While a similar result could be achieved by connecting a separate boost dc-dc converter before the “buck-only” ET IC, this comes at the expense of efficiency. The additional boost converter will reduce efficiency by around 3% to 4%, even when the battery voltage is high enough not to need it.
High Internal Resistance
Another battery requirement with today’s complex mobile handsets is low internal resistance. Today’s bursty digital transmissions load the battery with short, heavy current spikes, which can easily reach 1.5 W to 2 W for Wi-Fi and LTE PAs when they are transmitting a burst.
The internal resistance of the battery results in a temporary but significant voltage drop at the battery terminal when this extra current is drawn, which can cause problems for other components in the system. Internal resistance generally rises as the battery charge is depleted, causing a greater and greater voltage drop during the bursts of high current. Finally, the voltage drop will trigger a “low battery”indication, forcing the handset to shut down, even though the battery may have significant charge capacity remaining.
To further complicate matters, the effect of low terminal voltages and high internal resistance is cumulative. As the terminal voltage of the new batteries decreases, the current demanded by the dc-dc converters will increase proportionately, leading to higher current spikes.

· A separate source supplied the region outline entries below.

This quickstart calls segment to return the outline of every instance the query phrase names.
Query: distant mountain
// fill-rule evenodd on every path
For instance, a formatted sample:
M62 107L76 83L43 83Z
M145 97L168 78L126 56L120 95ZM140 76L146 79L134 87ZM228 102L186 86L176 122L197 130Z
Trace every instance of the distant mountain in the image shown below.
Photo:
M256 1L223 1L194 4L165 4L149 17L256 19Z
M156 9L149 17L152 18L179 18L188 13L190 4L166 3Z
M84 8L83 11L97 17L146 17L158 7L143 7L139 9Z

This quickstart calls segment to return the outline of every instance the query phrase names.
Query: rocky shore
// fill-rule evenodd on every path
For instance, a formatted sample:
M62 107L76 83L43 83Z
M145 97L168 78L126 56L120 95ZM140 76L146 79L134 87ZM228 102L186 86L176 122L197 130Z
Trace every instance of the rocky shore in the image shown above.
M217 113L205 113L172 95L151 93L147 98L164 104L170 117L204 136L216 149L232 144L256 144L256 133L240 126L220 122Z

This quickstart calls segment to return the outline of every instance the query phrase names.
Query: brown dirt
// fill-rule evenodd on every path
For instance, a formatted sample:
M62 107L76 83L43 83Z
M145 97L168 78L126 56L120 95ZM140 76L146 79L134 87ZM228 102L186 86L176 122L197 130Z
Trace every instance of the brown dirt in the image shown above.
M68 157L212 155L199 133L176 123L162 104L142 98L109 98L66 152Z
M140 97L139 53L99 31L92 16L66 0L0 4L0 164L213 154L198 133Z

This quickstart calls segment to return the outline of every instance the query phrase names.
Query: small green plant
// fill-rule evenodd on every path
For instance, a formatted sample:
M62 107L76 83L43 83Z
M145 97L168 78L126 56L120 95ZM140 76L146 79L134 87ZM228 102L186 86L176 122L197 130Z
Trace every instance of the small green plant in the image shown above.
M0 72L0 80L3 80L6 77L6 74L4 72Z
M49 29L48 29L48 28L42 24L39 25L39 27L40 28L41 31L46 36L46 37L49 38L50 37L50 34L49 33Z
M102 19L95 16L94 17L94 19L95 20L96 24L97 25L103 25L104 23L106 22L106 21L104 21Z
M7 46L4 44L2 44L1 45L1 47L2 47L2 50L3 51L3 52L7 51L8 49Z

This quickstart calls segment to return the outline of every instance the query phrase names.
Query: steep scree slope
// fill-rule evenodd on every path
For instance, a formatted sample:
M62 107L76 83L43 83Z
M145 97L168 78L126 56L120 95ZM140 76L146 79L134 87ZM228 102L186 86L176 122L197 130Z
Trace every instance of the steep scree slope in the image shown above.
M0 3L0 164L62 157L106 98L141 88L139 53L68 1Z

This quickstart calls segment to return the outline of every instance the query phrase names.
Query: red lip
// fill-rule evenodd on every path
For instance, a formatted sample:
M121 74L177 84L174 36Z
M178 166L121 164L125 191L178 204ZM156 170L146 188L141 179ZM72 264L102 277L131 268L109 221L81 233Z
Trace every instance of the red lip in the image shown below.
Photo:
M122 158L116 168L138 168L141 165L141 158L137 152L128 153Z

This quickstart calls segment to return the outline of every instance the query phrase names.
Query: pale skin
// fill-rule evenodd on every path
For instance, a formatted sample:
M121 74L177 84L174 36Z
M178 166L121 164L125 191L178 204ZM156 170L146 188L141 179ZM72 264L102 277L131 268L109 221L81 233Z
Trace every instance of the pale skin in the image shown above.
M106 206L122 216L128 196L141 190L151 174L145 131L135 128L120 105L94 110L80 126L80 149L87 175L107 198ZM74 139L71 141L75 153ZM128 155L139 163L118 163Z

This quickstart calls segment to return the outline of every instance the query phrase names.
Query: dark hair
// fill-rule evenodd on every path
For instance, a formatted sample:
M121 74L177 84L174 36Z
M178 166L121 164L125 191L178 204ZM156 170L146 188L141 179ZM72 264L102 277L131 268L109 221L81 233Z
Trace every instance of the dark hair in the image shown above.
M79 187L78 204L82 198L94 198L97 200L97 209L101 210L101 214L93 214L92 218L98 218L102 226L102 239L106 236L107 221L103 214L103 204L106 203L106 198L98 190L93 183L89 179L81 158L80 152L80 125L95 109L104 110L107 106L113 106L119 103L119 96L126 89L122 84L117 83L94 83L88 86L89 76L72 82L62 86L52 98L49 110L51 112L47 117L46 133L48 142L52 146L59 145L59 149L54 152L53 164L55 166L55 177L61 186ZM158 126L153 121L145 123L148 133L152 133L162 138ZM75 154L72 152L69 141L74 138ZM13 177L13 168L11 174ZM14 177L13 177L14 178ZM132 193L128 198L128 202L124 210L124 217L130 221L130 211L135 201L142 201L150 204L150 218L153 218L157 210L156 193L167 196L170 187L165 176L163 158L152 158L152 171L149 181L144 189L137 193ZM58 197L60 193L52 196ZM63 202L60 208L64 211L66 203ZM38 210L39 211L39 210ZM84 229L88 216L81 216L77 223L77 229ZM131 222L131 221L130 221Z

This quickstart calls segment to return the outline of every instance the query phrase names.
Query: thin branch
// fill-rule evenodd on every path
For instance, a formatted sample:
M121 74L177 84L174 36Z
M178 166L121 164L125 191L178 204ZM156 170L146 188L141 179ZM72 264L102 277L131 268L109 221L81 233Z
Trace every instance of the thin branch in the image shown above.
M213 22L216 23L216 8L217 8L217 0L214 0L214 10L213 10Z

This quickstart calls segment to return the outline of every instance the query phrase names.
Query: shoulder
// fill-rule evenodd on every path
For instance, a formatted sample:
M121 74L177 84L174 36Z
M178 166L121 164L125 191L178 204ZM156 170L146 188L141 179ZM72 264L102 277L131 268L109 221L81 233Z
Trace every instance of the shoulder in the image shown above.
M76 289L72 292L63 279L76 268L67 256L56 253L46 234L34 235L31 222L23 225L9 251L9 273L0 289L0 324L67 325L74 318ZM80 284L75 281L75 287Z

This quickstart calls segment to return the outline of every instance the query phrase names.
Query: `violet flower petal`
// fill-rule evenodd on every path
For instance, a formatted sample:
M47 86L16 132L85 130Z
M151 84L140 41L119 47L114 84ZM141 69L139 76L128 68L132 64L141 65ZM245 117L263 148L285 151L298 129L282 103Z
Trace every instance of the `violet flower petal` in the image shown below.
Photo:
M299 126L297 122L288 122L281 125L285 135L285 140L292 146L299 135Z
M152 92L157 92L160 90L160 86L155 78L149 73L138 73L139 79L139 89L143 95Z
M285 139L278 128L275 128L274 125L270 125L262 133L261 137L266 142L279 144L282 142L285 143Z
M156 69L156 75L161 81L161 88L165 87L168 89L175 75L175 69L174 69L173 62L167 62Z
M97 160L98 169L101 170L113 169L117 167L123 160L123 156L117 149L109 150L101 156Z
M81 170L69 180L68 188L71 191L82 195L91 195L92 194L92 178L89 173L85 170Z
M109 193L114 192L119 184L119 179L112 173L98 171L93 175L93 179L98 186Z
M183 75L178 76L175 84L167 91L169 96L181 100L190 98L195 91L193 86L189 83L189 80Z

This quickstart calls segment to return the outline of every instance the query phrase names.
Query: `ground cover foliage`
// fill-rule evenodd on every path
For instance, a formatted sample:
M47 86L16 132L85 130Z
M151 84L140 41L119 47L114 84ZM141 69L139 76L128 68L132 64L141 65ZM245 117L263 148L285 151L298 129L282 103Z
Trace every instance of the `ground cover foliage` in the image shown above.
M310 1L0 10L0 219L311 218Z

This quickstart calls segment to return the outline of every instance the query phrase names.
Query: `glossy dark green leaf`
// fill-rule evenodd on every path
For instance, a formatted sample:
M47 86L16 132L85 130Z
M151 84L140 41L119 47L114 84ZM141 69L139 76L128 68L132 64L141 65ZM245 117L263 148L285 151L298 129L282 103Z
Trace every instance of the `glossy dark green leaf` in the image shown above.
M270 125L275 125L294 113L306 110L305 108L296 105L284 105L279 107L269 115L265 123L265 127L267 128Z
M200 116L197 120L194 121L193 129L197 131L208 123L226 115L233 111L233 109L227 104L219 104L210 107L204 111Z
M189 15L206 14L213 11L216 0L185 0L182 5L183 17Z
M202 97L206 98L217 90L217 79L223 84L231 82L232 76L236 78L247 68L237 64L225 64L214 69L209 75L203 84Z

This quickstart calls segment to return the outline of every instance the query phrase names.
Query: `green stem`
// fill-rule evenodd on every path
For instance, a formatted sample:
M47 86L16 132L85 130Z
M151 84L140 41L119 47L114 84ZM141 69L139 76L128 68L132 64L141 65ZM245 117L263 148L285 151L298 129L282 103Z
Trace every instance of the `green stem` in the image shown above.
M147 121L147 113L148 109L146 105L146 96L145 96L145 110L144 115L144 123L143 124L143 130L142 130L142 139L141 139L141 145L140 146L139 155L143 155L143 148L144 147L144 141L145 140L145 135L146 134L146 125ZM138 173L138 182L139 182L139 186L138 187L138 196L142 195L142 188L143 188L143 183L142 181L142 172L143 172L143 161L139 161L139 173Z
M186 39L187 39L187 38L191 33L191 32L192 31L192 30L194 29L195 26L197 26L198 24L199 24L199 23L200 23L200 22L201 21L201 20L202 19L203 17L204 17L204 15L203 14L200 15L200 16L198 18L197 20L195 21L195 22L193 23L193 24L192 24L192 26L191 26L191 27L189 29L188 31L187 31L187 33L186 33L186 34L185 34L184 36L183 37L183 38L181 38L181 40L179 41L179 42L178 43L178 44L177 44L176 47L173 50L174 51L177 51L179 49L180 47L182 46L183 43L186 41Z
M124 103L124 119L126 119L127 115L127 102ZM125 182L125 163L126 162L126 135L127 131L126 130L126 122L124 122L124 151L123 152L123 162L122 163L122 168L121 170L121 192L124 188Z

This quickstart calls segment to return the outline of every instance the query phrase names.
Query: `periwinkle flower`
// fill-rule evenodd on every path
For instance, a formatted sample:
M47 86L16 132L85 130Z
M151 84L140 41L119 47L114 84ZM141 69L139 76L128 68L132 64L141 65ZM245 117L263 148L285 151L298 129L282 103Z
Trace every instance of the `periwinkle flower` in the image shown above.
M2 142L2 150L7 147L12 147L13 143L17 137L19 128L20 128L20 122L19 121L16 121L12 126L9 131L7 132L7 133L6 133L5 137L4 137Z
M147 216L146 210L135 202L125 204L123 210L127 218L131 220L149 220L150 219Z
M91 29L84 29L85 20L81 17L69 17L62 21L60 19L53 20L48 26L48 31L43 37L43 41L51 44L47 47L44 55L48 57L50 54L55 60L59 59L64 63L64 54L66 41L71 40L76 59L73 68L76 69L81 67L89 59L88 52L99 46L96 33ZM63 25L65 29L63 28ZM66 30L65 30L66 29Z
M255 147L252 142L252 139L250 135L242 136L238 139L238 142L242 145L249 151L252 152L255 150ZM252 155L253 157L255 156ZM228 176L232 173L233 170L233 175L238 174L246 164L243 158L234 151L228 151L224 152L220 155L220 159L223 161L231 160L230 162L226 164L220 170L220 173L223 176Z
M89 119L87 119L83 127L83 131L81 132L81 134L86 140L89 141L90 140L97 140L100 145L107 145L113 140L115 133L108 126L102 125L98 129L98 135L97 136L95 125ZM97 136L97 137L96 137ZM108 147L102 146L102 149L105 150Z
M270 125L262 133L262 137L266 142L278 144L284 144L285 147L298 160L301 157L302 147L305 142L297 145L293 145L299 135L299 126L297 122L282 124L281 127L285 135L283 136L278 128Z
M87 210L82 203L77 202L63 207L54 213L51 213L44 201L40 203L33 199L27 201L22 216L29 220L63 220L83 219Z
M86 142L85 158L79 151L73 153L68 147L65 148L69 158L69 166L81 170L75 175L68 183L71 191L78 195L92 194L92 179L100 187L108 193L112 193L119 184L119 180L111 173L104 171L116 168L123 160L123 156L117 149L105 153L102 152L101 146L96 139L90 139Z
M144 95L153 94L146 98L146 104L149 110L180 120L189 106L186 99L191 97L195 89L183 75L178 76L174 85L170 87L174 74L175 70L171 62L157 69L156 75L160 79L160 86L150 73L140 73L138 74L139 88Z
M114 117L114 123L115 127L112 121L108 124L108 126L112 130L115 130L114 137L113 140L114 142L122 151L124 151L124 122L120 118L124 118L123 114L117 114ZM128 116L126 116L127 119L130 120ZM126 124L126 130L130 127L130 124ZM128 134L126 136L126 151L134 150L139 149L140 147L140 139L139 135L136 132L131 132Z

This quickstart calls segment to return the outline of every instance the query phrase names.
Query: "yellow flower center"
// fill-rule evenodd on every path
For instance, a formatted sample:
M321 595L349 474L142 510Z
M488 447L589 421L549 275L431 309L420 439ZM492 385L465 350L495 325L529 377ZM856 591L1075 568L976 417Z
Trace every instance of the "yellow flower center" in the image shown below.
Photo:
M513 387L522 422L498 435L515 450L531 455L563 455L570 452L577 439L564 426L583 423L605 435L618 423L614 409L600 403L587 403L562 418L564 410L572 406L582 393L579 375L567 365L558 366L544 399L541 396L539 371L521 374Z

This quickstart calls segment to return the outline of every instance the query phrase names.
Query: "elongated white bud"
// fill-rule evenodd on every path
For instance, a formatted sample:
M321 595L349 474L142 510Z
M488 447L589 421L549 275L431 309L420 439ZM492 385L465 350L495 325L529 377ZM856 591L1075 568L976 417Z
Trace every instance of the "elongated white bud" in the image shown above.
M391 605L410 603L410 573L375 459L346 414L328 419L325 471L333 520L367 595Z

One of the main culprits in the peak current problem is the RF PA. With the improved efficiency of ET PAs, an ET-equipped system can reduce this peak current spike (and hence the voltage drop) by around 30%, significantly extending the useful life of the battery. This helps by ensuring that the maximum battery capacity can be utilized, even when internal resistance is high.
Innovating To Keep Up
ET is set to become a mainstream feature of mobile handsets from 2014, primarily as an energy efficiency and RF performance boosting technology. But it also gives phone designers other benefits to their power supply architecture, such as independence from battery supply voltage and reduced peak current spikes. These advantages can help enable the adoption of newer battery chemistries offering even higher energy densities than today’s Li-ion.